MARIO DEAGLIO, La Stampa 2/3/2011, 2 marzo 2011
I SINTOMI DI UN MALE PEGGIORE
Sembra un brutto sogno, o magari uno di quei brutti romanzi di fantaeconomia, ed invece è proprio la realtà. E’ come se fossimo finiti in un mondo diverso.
I mostri, ricordati ieri su queste colonne da Franco Bruni, sono usciti dal vaso di Pandora nel quale speravamo di averli chiusi per sempre e assediano le nostre piccole speranze di un ritorno a una, sia pur risicata e raffazzonata, normalità.
Ne possiamo individuare tre. Il primo è politico e si chiama Destabilizzazione. In una mano tiene, ben visibile, il colonnello Gheddafi, mentre l’altra è nascosta e non sappiamo bene che cosa ci riservi: l’Egitto non è certo assestato, il Bahrein e l’Oman ribollono, in Algeria c’è un susseguirsi di scioperi, in Tunisia se ne è andato il primo ministro. E ci stiamo dimenticando la Costa d’Avorio sull’orlo della guerra civile, le elezioni contestate in Gabon e Uganda, il profumo di «rivoluzione al gelsomino» come è stato chiamato lo scontento sotterraneo cinese che allarma il governo di Pechino.
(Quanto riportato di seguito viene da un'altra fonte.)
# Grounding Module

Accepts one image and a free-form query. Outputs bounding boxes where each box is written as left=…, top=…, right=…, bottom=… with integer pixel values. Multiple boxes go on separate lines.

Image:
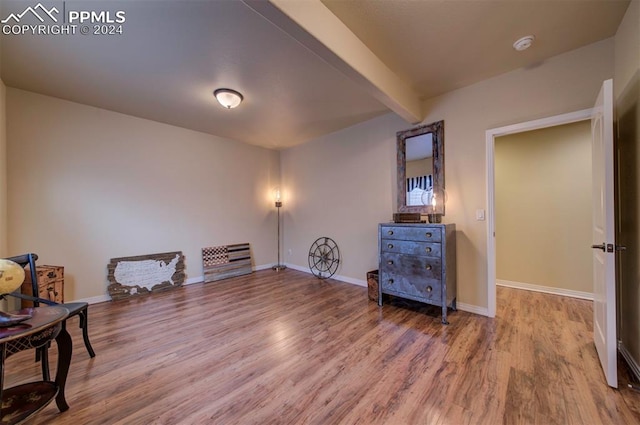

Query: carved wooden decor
left=202, top=243, right=253, bottom=283
left=107, top=251, right=185, bottom=300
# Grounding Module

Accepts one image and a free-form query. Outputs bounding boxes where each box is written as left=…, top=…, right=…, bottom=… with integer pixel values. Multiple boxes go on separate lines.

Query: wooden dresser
left=378, top=223, right=456, bottom=324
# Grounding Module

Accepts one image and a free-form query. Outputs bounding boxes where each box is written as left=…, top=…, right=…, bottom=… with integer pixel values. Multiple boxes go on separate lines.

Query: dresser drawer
left=380, top=238, right=441, bottom=257
left=380, top=226, right=441, bottom=242
left=380, top=252, right=442, bottom=280
left=379, top=270, right=442, bottom=305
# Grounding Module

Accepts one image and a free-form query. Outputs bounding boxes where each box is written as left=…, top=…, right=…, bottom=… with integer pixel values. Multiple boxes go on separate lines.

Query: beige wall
left=281, top=114, right=406, bottom=281
left=495, top=121, right=593, bottom=295
left=614, top=0, right=640, bottom=374
left=0, top=80, right=8, bottom=258
left=282, top=39, right=613, bottom=310
left=7, top=88, right=280, bottom=300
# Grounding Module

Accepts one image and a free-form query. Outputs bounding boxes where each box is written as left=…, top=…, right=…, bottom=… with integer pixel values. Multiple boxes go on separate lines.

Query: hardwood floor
left=5, top=270, right=640, bottom=425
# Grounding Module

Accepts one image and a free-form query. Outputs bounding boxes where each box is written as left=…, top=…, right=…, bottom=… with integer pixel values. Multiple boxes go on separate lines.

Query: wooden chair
left=7, top=253, right=96, bottom=381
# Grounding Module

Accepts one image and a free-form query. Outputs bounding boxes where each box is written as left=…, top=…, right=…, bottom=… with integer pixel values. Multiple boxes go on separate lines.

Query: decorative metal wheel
left=309, top=236, right=340, bottom=279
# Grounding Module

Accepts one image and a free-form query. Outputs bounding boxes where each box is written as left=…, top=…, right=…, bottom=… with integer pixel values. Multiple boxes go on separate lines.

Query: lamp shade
left=213, top=89, right=244, bottom=109
left=0, top=259, right=24, bottom=294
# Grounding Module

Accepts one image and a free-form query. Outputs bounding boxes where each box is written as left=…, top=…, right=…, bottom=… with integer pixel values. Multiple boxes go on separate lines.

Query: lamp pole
left=272, top=194, right=287, bottom=272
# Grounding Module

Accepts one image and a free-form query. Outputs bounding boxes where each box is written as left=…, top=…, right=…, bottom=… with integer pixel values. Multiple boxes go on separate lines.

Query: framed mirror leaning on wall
left=396, top=121, right=444, bottom=215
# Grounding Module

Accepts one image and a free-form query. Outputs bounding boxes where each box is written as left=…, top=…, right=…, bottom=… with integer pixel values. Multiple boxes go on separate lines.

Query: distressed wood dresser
left=378, top=223, right=456, bottom=324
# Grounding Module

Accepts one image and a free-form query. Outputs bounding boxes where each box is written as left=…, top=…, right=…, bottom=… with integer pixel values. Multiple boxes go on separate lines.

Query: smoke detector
left=513, top=35, right=536, bottom=52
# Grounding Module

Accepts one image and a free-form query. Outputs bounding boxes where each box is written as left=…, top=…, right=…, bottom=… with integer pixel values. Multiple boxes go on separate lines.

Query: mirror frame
left=396, top=120, right=445, bottom=215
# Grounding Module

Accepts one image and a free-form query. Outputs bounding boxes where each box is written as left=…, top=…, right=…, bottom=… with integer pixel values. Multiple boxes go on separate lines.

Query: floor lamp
left=272, top=190, right=287, bottom=271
Se poi passiamo a Paesi più vicini a noi, i risultati delle elezioni irlandesi, la sconfitta che ha quasi annullato il partito di governo non promette nulla di buono: un rifiuto dei nuovi governanti di adeguarsi al piano di austerità imposto da Bruxelles porrebbe a rischio i bilanci di molte banche, specie tedesche e inglesi, che hanno investito pesantemente in titoli legati al debito irlandese.
Il secondo mostro si chiama Agflazione, un misto di agricoltura e inflazione con cui viene designata la pressione inflazionistica che può derivare dall’aumento di prezzo dei prodotti agricoli, dovuta soprattutto a cause climatiche sulle quali si è innestata una robusta speculazione. Così il prezzo del grano è a livelli record mentre le scorte segnano un record negativo. E’ inevitabile che questi aumenti si proiettino in avanti sui prezzi del pane e, tramite i mangimi per i bovini, su gran parte della spesa alimentare, dai formaggi alla carne in ogni parte del mondo. Insieme, e più del grano, sono saliti il cotone, il cacao e lo zucchero. E la lista potrebbe continuare: mediamente, secondo l’indice compilato da The Economist, in un anno il prezzo delle materie prime alimentari è cresciuto di circa il 40 per cento.
Il lettore perdoni se il menu è lungo oltre che difficile da digerire, ma è bene descrivere la situazione chiaramente: abbiamo ancora il terzo mostro, si chiama naturalmente Petrolio e Gas Naturale. Questo ci è famigliare perché ce lo ritroviamo davanti tutte le volte che facciamo il pieno con l’auto. E’ bastata l’interruzione delle forniture libiche, pari al 2 per cento della produzione mondiale, perché il prezzo del greggio salisse di oltre 10 dollari al barile. E si stima che un aumento di 10 dollari al barile porti con sé una riduzione dello 0,2 per cento nella nostra preziosa e stentata ripresa.
La combinazione dei tre mostri può portare alla Stagflazione, forse la più brutta malattia che l’economia ci riserva, un misto temibile di stagnazione che debilita e di inflazione che impoverisce. L’ultima volta che l’Occidente se la prese, quasi quattro decenni fa, ci mise diversi anni a uscirne fuori. Non è detto che ce la prendiamo anche questa volta, ma l’uomo prudente dovrebbe prepararsi, anche se non esistono medicine sicure. Fa invece impressione la massima calma che sembra regnare a Bruxelles, mentre la Francia ha i suoi problemi con la sostituzione dei ministro degli Esteri, la Germania con le dimissioni del ministro della Difesa, gli inglesi sono tutti presi dall’entusiasmo per il premio Oscar ottenuto da un loro bel film. E l’Italia? Sugli interessi non vitali che tengono l’attenzione dei politici italiani c’è solo l’imbarazzo della scelta. Nella giornata di ieri, a livello mondiale il solo discorso preoccupato di un responsabile economico è stato quello di Ben Bernanke, il governatore della Banca centrale americana, che ha usato termini allarmati. Ma anche in America né la politica né le Borse sembrano prenderlo troppo sul serio.